The three different types of radius given in the question (wheel radius, crank wheel radius, and chain wheel radius) are all used to calculate different distances and speeds related to the bike's motion.
1. Wheel Radius: The wheel radius refers to the radius of the bike's main wheel. In this case, the wheel radius is given as 35cm. This radius is used to find the circumference of the wheel, which in turn helps determine the distance covered in one revolution.
2. Crank Wheel Radius: The crank wheel radius refers to the radius of the bike's pedal crank. In this case, the crank wheel radius is given as 11cm. This radius is used to calculate the distance covered by the pedal crank in one revolution.
3. Chain Wheel Radius: The chain wheel radius refers to the radius of the chain wheel, which is attached to the pedal crank. In this case, the chain wheel radius is given as 4cm. This radius is used to determine the distance covered by the chain in one revolution.

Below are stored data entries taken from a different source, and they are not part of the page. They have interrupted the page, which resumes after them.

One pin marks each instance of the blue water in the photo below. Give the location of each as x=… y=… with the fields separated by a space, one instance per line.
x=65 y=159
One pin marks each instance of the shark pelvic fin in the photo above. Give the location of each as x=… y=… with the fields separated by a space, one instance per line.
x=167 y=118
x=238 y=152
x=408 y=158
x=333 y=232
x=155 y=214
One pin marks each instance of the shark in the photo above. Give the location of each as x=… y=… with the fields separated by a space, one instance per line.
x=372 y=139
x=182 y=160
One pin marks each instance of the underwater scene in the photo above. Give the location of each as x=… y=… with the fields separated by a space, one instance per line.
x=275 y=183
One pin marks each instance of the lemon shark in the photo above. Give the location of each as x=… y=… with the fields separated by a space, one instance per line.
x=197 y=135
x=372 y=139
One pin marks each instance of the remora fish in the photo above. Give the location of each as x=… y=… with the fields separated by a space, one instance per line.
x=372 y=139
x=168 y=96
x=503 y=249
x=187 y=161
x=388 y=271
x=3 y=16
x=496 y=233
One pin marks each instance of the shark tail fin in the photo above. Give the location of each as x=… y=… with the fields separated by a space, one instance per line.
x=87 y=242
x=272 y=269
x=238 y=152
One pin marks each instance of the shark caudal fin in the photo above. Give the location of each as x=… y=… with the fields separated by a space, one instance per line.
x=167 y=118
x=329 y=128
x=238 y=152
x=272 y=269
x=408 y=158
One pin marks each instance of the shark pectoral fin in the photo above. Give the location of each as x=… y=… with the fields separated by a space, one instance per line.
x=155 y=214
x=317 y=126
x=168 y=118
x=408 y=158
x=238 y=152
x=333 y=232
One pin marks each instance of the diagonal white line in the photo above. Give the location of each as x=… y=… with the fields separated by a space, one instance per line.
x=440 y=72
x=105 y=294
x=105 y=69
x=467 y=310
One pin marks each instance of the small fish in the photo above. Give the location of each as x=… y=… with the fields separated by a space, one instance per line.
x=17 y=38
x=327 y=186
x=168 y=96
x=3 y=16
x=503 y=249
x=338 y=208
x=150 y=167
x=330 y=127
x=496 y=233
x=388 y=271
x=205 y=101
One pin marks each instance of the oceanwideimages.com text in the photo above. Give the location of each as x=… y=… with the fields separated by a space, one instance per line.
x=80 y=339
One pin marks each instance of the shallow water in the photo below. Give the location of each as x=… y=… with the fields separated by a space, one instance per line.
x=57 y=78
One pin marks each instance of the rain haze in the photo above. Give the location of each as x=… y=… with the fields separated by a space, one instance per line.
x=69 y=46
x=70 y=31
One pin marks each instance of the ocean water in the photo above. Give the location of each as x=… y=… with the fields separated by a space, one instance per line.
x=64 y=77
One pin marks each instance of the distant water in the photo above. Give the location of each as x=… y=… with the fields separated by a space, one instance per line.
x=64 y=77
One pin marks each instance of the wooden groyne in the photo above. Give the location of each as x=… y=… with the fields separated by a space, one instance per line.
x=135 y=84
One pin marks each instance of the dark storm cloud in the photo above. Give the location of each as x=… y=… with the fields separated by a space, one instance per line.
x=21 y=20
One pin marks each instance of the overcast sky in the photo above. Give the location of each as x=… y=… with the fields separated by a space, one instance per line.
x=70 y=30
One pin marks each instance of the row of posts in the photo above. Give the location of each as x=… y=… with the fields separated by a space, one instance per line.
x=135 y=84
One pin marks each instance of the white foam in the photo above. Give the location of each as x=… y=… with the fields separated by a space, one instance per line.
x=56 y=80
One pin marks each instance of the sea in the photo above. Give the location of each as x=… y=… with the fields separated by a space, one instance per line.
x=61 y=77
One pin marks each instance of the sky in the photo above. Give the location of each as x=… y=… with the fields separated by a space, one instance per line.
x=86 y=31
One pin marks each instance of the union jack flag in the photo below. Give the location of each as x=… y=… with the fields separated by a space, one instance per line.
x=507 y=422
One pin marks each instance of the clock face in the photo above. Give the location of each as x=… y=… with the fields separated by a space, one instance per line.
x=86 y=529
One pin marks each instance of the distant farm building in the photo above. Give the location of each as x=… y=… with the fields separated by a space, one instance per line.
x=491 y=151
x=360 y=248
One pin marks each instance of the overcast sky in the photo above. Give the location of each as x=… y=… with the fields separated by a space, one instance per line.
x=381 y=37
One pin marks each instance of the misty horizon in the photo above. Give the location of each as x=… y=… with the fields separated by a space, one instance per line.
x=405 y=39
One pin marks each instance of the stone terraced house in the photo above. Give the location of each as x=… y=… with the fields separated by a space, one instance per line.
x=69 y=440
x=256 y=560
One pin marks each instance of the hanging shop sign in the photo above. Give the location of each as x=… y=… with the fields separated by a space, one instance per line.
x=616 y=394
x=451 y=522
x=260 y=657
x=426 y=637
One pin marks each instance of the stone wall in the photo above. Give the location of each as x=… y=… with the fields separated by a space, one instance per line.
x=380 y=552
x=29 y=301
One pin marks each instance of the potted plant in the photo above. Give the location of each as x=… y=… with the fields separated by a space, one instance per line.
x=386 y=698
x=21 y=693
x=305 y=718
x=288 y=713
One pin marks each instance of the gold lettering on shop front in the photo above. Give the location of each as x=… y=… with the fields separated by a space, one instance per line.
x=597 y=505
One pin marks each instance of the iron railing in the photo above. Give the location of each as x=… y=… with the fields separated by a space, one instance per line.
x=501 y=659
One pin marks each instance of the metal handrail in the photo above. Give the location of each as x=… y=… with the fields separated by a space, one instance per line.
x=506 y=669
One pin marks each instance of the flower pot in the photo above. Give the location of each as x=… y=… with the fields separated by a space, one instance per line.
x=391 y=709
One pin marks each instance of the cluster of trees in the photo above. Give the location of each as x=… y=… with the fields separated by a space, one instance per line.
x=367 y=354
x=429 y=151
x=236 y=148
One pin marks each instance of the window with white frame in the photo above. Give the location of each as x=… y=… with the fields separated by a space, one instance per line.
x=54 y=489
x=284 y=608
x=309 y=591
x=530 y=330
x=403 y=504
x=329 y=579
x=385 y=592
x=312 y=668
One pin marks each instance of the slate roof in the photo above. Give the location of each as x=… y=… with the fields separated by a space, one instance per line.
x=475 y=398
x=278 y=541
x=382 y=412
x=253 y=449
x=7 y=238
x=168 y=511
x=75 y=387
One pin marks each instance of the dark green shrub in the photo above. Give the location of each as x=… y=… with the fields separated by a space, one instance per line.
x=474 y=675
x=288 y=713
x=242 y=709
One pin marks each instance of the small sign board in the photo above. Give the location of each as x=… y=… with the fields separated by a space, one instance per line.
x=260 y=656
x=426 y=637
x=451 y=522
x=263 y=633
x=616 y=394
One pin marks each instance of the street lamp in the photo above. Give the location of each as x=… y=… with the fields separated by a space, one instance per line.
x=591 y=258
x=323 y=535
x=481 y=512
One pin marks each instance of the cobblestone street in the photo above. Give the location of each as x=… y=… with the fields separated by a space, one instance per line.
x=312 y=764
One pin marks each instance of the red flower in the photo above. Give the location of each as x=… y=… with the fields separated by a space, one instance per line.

To calculate how fast K is going, we need to convert the rotational speed (rpm) into linear velocity (m/s or km/h). Here's how you can do it:
1. Calculate the distance covered by the wheel in one revolution:
Wheel Circumference = 2 x π x Wheel Radius
Distance covered by the wheel in one revolution = Wheel Circumference
2. Calculate the distance covered by the pedal crank in one revolution:
Crank Circumference = 2 x π x Crank Wheel Radius
Distance covered by the pedal crank in one revolution = Crank Circumference
3. Calculate the distance covered by the chain in one revolution:
Chain Circumference = 2 x π x Chain Wheel Radius
Distance covered by the chain in one revolution = Chain Circumference
4. Convert the given pedal speed of 60 rpm into radians per second (ω):
ω = (2 x π x Pedal Speed) / 60
5. Calculate the linear velocity (V) using the formula:
V = Distance covered by the wheel in one revolution x ω
By using these calculations, you can determine the speed at which K is going.